Reputation: 25991
Sorry if this is a total noob question, but I wanted to try to find similar values in a list. Actually more specifically, I wanted to see if there was a way I could score the items.
I know in python I can just take one list and do a '==' to see if its the same but what if they are not the exact same, but instead have somewhat similar values(or not).
Here's an example:
#Batch one
[1, 10, 20]
[5, 15, 10]
[70, 19, 15]
[50, 40, 20]
#Batch two
[46, 19, 8]
[6, 14, 8]
[2, 11, 44]
Say I want to score/rank the two batches by how similar they are to each other. I thought I could just add all the numbers and then compare them by the total value, but I don't think that works because [5, 6,1000] [600, 200, 211] would seem similar. In this example, [5, 15, 10] and [6, 14, 8] should get the highest score.
I thought of dividing each value and look at the percent difference but that seems really expensive if the lists get large with many variables(I may eventually have thousands of lists with over 800 variables in each) and I suspect there maybe a better approach.
Any suggestions ?
Upvotes: 1
Views: 3690
Reputation: 39893
How about using the Euclidean distance?
In a list comprehension:
def distance(lista, listb):
return sum( (b - a) ** 2 for a,b in zip(lista, listb) ) ** .5
Or more written out:
def distance(lista, listb):
runsum = 0.0
for a, b in zip(lista, listb):
# square the distance of each
# then add them back into the sum
runsum += (b - a) ** 2
# square root it
return runsum **.5
Upvotes: 3
Reputation: 7807
The obvious solutions are already here. Basically they correspond to calculating |x-mean(x)|^p for each set (if p=2, this is equivalent to calculating variance).

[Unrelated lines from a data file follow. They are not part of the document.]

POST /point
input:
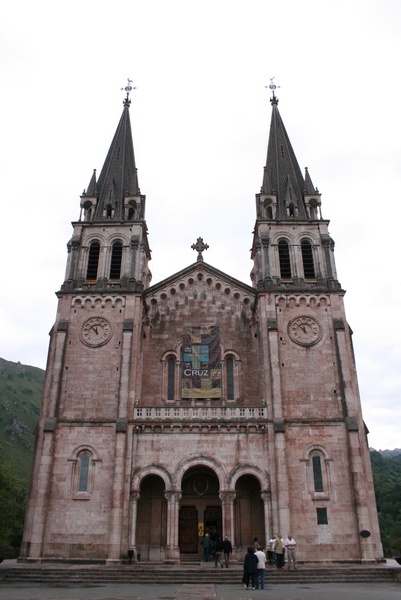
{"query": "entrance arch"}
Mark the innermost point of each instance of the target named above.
(248, 512)
(151, 526)
(200, 508)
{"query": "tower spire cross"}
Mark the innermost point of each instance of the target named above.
(128, 88)
(200, 247)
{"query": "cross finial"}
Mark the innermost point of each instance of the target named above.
(273, 87)
(200, 246)
(128, 88)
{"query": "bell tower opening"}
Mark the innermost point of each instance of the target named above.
(200, 509)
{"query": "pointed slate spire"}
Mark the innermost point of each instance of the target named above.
(118, 177)
(92, 187)
(309, 187)
(282, 175)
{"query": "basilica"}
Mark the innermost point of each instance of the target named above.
(200, 403)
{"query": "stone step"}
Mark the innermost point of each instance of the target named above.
(135, 574)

Since you mentioned about percentages..... given [1,2,3] and [101,103,105], which one would you prefer as the final answer? If answer is 'first', then never mind. If it is second, you would have to normalize the variance with mean.
Solution is: (SquareMean - Mean^2)/Mean^2, where SquareMean = (a^2+b^2+c^2)/3, Mean = (a+b+c)/3 .
Upvotes: 1
Reputation: 284582
If I'm understanding you correctly, you're basically wanting to see how tight a cluster you have?
So, if you think of your data as sets of points in 3D, you're trying to find the spread of each cluster?
(In other words you want to compare how internally similar the two batches are?)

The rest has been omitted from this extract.